I'm trying to read multiple datastore kinds from default namespace in my python pipeline and want to work on them. The functions that I wrote works fine locally with DirectRunner but when I run the pipline on cloud using DataflowRunner, One of the kinds(which contains 1500records) is read very fast while the other one(which contains millions of records) is read very very slow.
for reference when I just tried to read one kind (which contains millions of records) in the pipline it took 10mins but when executing both of them together it took almost 1 hour and still it had just processed 1/10th of records.

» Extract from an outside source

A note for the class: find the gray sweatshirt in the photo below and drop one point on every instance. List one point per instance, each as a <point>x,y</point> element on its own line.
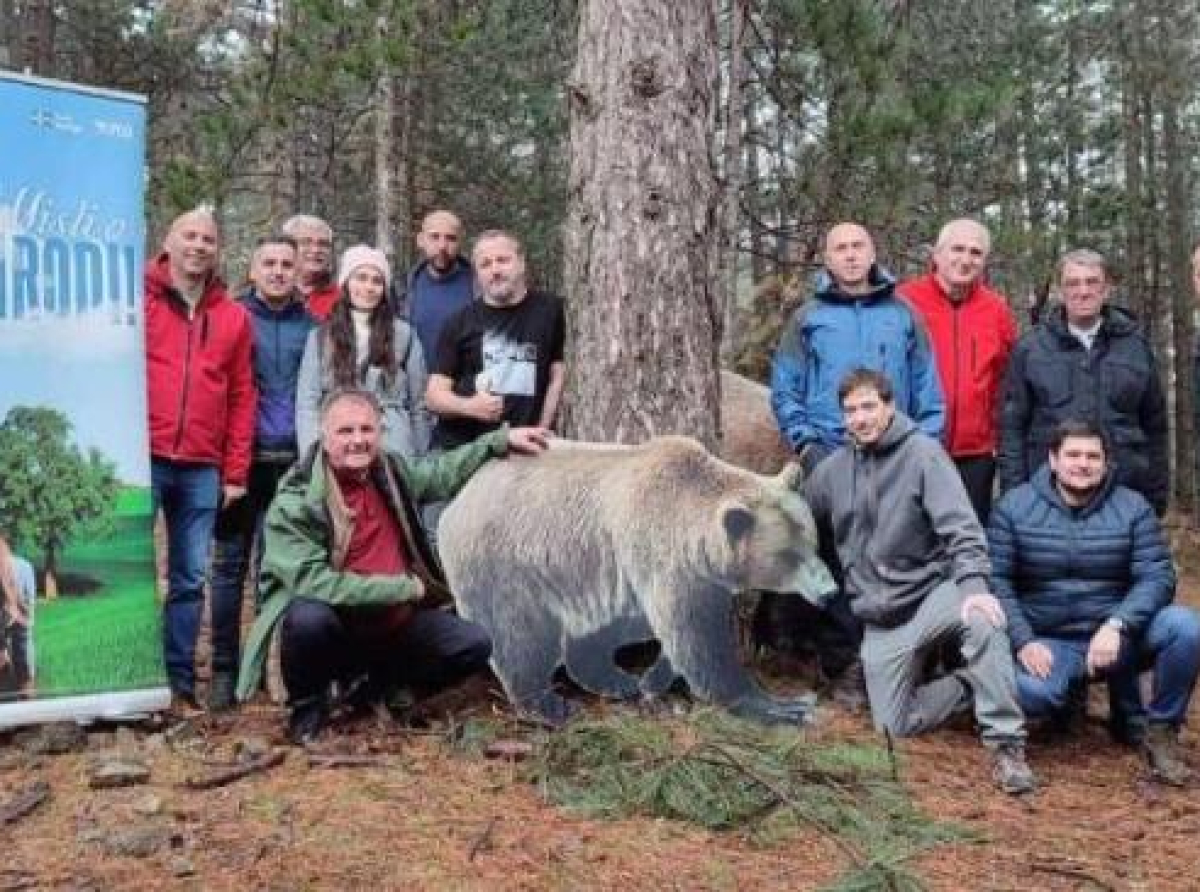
<point>901,522</point>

I'm not able to figure out what the problem is.
This is my code
def read_from_datastore(project,user_options, pipeline_options):
p = beam.Pipeline(options=pipeline_options)
query = query_pb2.Query()
query.kind.add().name = user_options.kind #reading 1st kind this is the one with million records
students = p | 'ReadFromDatastore' >> ReadFromDatastore(project=project,query=query)
query = query_pb2.Query()
query.kind.add().name = user_options.kind2 #reading 2nd kind this is the one with 1500 records
courses = p | 'ReadFromDatastore2' >> ReadFromDatastore(project=project,query=query)
open_courses = courses | 'closed' >> beam.FlatMap(filter_closed_courses)
enrolled_students = students | beam.ParDo(ProfileDataDumpDataFlow(),AsIter(open_courses))
Let me know if anyone has any idea as to why that happens.